🤖 AI Summary
Current large language models exhibit weak reasoning capabilities on graph combinatorial optimization (GCO) tasks. To address this, we propose the Optimal Thoughts Design (OTD) modeling framework—the first to formally define the state space of “thoughts” and the action space in GCO. Based on OTD, we develop GraphThought, a system integrating graph-structure awareness, chain-of-thought generation, and reinforcement-guided heuristic data synthesis to automatically produce high-quality reasoning traces.

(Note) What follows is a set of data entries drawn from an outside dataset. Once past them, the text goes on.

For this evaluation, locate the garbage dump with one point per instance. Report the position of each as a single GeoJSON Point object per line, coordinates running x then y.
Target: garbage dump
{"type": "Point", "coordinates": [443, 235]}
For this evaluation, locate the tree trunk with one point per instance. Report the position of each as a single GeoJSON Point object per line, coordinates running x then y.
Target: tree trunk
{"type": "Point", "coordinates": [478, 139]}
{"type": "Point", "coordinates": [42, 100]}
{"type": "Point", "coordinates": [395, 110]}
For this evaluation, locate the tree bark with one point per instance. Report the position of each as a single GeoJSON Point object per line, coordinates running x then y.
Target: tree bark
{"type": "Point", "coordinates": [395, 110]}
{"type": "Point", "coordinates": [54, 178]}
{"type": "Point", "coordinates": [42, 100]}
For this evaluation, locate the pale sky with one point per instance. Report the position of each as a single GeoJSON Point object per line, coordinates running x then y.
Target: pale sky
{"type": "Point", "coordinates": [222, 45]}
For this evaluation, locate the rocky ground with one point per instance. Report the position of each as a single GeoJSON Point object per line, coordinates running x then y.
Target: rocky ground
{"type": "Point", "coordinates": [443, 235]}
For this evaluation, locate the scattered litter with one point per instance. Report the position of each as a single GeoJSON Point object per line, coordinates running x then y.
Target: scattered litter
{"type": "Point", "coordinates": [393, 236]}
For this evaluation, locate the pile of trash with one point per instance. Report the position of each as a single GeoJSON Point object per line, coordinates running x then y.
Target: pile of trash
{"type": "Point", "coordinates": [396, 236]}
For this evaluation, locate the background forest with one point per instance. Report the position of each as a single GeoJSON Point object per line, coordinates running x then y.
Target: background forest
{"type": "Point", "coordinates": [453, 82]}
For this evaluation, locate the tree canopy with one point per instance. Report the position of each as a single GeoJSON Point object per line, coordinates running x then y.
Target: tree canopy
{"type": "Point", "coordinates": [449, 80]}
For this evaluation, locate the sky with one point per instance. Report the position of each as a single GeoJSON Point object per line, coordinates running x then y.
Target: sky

We fine-tune Llama-3-8B-Instruct with these synthetic thought data and demonstrate that the resulting 8B-parameter model surpasses same-scale and most closed-source LLMs on the GraphArena benchmark—matching or exceeding specialized models like o1-mini. This challenges the “scale-is-all” paradigm. Our core contribution is establishing a learnable, structured representation of reasoning for GCO and empirically validating that small models, when trained on high-fidelity thought data, achieve substantial reasoning capability gains.
📝 Abstract
Large language models (LLMs) have demonstrated remarkable capabilities across various domains, especially in text processing and generative tasks. Recent advancements in the reasoning capabilities of state-of-the-art LLMs, such as OpenAI-o1, have significantly broadened their applicability, particularly in complex problem-solving and logical inference. However, most existing LLMs struggle with notable limitations in handling graph combinatorial optimization (GCO) problems. To bridge this gap, we formally define the Optimal Thoughts Design (OTD) problem, including its state and action thought space. We then introduce a novel framework, GraphThought, designed to generate high-quality thought datasets for GCO problems. Leveraging these datasets, we fine-tune the Llama-3-8B-Instruct model to develop Llama-GT. Notably, despite its compact 8B-parameter architecture, Llama-GT matches the performance of state-of-the-art LLMs on the GraphArena benchmark. Experimental results show that our approach outperforms both proprietary and open-source models, even rivaling specialized models like o1-mini. This work sets a new state-of-the-art benchmark while challenging the prevailing notion that model scale is the primary driver of reasoning capability.